POLIN Museum of the History of the Polish Jews Staff Visit USC Shoah Foundation










Three weeks ago, USC Shoah Foundation gathered in Poland to commemorate the 70th anniversary of the liberation of Auschwitz. And just last week, staff from the POLIN Museum of the History of Polish Jews returned the favor.

Along with Monika Koszyńska, USC Shoah Foundation liaison in Poland, a group of staff from the museum’s education department visited USC Shoah Foundation as part of its tour of museums in the San Francisco Bay Area and Los Angeles. POLIN just celebrated its grand opening in October 2014, though it began offering cultural and educational programming in April.
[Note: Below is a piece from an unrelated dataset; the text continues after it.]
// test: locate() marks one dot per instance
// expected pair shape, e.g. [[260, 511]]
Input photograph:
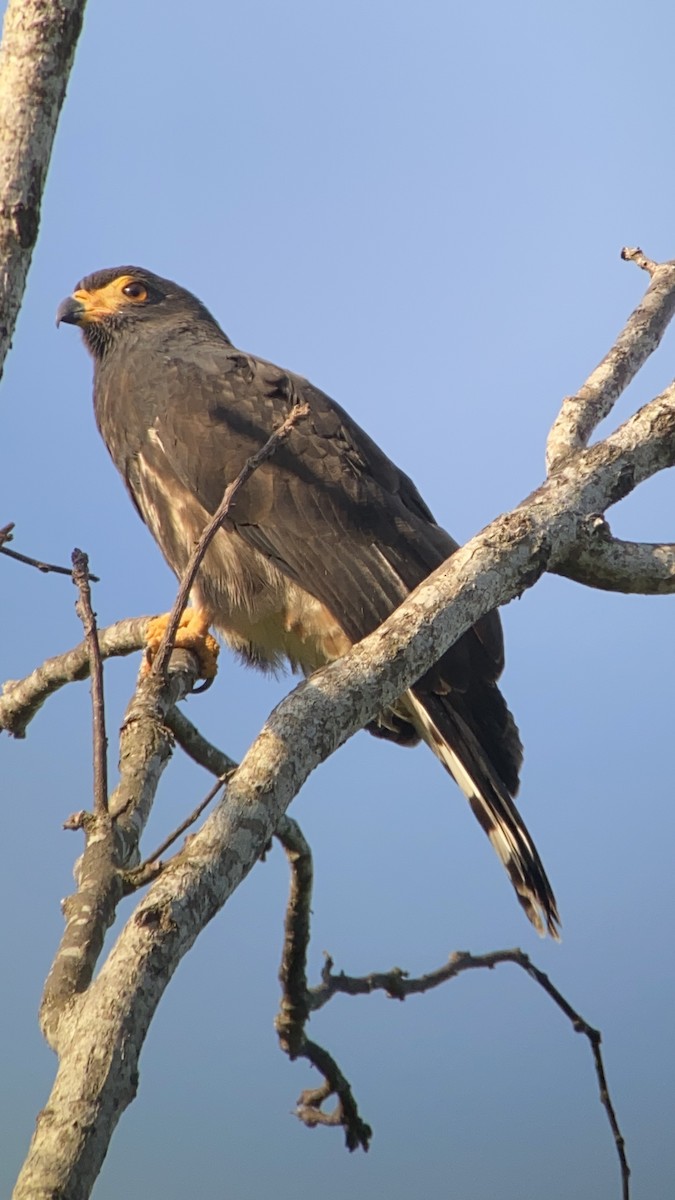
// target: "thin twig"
[[81, 579], [184, 825], [197, 747], [632, 568], [398, 985], [208, 533], [46, 568], [22, 699], [634, 255]]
It is a full access site of the Visual History Archive, and currently offers eight different activities for school groups that incorporate testimony.

POLIN Museum of the History of Polish Jews, in Warsaw, presents the history of a thousand years of Polish Jews from the Middle Ages up to the present. The core exhibition presents the narrative of this history through art installations, interactive exhibits, antique objects, paintings, video projections and more. Eight galleries cover themes including Forest, First Encounters, On the Jewish Street and Holocaust.

USC Shoah Foundation’s flagship professional development initiative, Teaching with Testimony in the 21st Century, has been held in Poland three times, twice at POLIN. A fourth session will be held later this year.

During their visit to California, the staff wanted to observe how different art and cultural museums operate and learn practices they can apply to POLIN. After their visit to USC Shoah Foundation, they hope to utilize the Visual History Archive in more activities and programming, and improve access to the archive throughout the museum.

The group also wanted to learn more about USC Shoah Foundation’s cataloging and indexing techniques, since it houses its own archives of oral histories and artifacts.

Koszyńska said POLIN’s goal is to see Jewish history better represented in the Polish national curriculum. People don’t always think of Jews as having been an integral part of Polish history for hundreds of years before World War II, she said, so they don’t understand why it’s important that they visit POLIN.

“The pre-war part of Polish history is the history of Polish Jews,” Koszynska said. “But first people have to be convinced to come.”